Nossas conversas resgatavam, seguramente, a excelência da vida, cujos assuntos transgrediam a forma do debate comum, vislumbrando não só o relato dos acontecimentos cotidianos, bem como da visão da literatura, das artes plásticas, da religião, da ciência, passando pela dor do existir, pelos problemas decorrentes da profissão de escritor, sem falar nas incursões pelo cinema e teatro, por exemplo, e mesmo sobre as relações homossexuais.

Contei dos dias de aventureiro. Uma narrativa longa, prolixa, cheia de pormenores. Falei das ruas de Tanger, de alegres passeios a Baello Claudia. E das tardes passadas no bosque La Selva, deitado na relva, dos banhos de mar. Era uma história que eu expurgara cuidadosamente o erotismo, evitando conflitos.

Nas conversas sem fim, varando madrugadas, lembrei que há cidades belas e cruéis, como Rio de Janeiro. Ou elegantes e céticas, como Berlim. Ou densas e obsessivas, como São Paulo. Recordei para ele o ano passado em Londres. Céus cinzentos e gente indiferente como a própria natureza. Não havia sentimentalismos, nem excessos de paixão, nem verdades com maiúsculas. 


Trocávamos identificações artísticas. Um sugerindo ao outro fascínios cinematográficos, literários, musicais, fotográficos. Ele não suportava shows. Eu tinha visto todos os shows do mundo.

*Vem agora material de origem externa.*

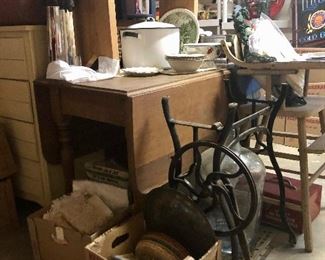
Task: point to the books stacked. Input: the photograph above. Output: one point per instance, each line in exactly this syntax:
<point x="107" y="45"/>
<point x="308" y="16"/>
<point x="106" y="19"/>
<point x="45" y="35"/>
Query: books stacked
<point x="140" y="8"/>
<point x="107" y="171"/>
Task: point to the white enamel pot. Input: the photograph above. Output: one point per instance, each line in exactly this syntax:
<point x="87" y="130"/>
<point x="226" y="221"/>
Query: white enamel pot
<point x="146" y="44"/>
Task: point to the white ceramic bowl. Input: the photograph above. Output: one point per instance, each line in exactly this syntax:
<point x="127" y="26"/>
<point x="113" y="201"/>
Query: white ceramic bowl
<point x="184" y="63"/>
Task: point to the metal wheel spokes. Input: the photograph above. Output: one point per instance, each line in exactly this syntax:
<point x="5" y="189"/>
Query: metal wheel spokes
<point x="217" y="184"/>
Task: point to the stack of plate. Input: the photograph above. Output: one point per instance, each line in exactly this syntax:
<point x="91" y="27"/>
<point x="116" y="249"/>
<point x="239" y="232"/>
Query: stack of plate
<point x="185" y="63"/>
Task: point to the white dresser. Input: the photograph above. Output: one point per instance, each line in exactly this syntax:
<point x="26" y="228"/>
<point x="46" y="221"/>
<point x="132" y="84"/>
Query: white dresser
<point x="23" y="58"/>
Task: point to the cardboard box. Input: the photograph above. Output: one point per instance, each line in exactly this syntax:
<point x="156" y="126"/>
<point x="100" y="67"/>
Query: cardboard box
<point x="270" y="208"/>
<point x="312" y="128"/>
<point x="317" y="89"/>
<point x="50" y="242"/>
<point x="317" y="75"/>
<point x="122" y="239"/>
<point x="55" y="243"/>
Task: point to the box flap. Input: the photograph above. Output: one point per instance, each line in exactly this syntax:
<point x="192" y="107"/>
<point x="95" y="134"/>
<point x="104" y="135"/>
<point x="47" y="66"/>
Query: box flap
<point x="292" y="188"/>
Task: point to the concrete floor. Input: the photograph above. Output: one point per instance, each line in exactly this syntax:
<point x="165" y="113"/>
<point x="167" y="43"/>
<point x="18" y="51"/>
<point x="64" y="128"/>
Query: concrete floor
<point x="282" y="248"/>
<point x="16" y="245"/>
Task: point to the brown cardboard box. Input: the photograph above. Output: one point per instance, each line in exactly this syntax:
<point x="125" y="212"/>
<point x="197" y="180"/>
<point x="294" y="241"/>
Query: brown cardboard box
<point x="317" y="75"/>
<point x="317" y="88"/>
<point x="129" y="233"/>
<point x="312" y="128"/>
<point x="50" y="242"/>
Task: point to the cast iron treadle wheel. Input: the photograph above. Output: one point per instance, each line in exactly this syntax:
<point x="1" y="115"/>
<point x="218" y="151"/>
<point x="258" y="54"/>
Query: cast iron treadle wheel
<point x="216" y="185"/>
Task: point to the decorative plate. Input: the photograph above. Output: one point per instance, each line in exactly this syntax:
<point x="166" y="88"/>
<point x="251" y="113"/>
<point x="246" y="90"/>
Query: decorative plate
<point x="186" y="21"/>
<point x="140" y="71"/>
<point x="317" y="20"/>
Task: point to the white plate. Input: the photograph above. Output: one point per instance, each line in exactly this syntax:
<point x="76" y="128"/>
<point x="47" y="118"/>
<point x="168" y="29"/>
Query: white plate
<point x="173" y="72"/>
<point x="140" y="71"/>
<point x="186" y="21"/>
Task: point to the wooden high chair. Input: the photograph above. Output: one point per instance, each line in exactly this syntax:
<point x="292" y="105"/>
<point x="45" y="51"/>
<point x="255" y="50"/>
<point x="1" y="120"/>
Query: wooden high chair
<point x="315" y="107"/>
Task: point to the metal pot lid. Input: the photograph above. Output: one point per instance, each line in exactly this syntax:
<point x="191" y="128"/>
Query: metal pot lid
<point x="151" y="23"/>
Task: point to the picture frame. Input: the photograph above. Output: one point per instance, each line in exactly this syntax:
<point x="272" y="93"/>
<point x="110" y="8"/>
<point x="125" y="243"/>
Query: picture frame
<point x="308" y="23"/>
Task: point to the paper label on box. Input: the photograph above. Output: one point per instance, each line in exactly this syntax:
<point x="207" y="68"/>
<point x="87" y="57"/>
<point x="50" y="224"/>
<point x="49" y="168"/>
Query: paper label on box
<point x="58" y="237"/>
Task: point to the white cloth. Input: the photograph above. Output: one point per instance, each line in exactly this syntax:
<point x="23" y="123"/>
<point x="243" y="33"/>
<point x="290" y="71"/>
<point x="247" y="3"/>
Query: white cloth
<point x="108" y="68"/>
<point x="268" y="39"/>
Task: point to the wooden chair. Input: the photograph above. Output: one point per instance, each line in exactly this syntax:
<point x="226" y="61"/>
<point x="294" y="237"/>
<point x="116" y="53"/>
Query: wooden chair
<point x="315" y="107"/>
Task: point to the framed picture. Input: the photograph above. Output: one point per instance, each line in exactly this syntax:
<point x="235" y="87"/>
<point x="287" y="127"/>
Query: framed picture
<point x="309" y="23"/>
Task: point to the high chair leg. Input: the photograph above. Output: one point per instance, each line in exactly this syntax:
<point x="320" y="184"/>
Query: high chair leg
<point x="303" y="160"/>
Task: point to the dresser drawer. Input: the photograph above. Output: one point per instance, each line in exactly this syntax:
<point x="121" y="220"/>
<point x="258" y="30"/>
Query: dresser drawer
<point x="19" y="130"/>
<point x="15" y="90"/>
<point x="24" y="149"/>
<point x="12" y="48"/>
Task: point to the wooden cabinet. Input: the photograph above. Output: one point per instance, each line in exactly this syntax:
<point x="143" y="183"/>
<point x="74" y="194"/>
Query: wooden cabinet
<point x="23" y="58"/>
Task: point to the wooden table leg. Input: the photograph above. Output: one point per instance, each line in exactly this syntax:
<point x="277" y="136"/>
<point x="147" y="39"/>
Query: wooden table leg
<point x="66" y="150"/>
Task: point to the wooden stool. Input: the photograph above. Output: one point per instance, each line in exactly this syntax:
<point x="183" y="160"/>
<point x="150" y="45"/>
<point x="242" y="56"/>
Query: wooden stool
<point x="8" y="213"/>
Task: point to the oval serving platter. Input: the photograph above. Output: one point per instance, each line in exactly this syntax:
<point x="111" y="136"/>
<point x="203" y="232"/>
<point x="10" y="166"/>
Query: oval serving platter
<point x="186" y="21"/>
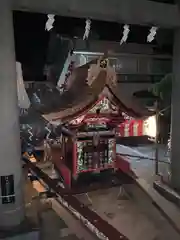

Entretanto, muitas vezes, repentinamente, ele fazia espetáculo para mim, em casa. Cantava, dançava, interpretava poemas. Eu estava no paraíso das ilusões.

Guardamos os segredos ao lado de tudo o que não dizemos. Nesse grande sótão escuro há de tudo, há aquilo que não dizemos porque temos medo, porque temos vergonha, porque não somos capazes; há aquilo que não dizemos porque desconhecemos, ignoramos mesmo, apesar de estar lá, em nós. Os segredos são assim. Eles estão lá, podemos visitá-los, assistir a eles, sabemos as palavras exatas para dizê-los e, muitas vezes, temos tanta vontade de contá-los. Mas escolhemos não o fazer.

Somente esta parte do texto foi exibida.